Brave new World, Slaughterhouse 5 Gormenghast, The White Hotel
Viz Crag with Roger Mellie and The Pathetic Sharks etc
> Gosh loads I'd imagine!
> Brave new World, Slaughterhouse 5 Gormenghast, The White Hotel
Yeah those are just titles, though. I think Andy was looking for quotations from the text, something that shows the climber might actually have read the book!
No idea whether Kurt Albert was thinking in biblical terms when he opened Offenbarung
> Yeah those are just titles, though. I think Andy was looking for quotations from the text, something that shows the climber might actually have read the book!

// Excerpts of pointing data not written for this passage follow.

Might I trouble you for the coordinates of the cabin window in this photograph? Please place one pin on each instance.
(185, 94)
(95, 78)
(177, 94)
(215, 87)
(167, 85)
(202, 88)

Exactly this. Route names that are quotations rather than titles or characters seem to be really rare. Like the Coleridge. And the Hamlet crag mentioned above certainly delivers! It's not in my Red Rocks guide, but that's quite ancient.
And on the subject of Coleridge, it's just struck me that he's got a whole crag in Tuolumne: Stately Pleasure Dome from Kubla Khan.
If poems/songs are admissable then the following crawled to mind;
Is "slouching towards Bethlehem" a route somewhere? I think its a quote from a Yeats poem.
"Twisted Reach" on Chatsworth is borrowed from Mr Tambourine Man
> If poems/songs are admissable then the following crawled to mind;
> Is "slouching towards Bethlehem" a route somewhere? I think its a quote from a Yeats poem.
Rough Beast (which precedes your quote) would be a good route name, especially on grit or gabbro. It's from Second Coming by Yeats.
> If poems/songs are admissable then the following crawled to mind;
> "Twisted Reach" on Chatsworth is borrowed from Mr Tambourine Man
As a big Dylan fan I can't resist continuing the line with Crazy Sorrow (Winter) (IX 10). Any more lines from songs, rather than titles?
> Exactly this. Route names that are quotations rather than titles or characters seem to be really rare.
Two Ulysses references in succession. Very neat, given where the thread started! Here's another: Hungry Heart (E2 5b), from the great Tennyson poem.
> Here's another: Hungry Heart (E2 5b), from the great Tennyson poem.
Or the Springsteen song...
I think that's a deliberate allusion on the Boss's part. (And I bet he finished the novel as well as the poem!)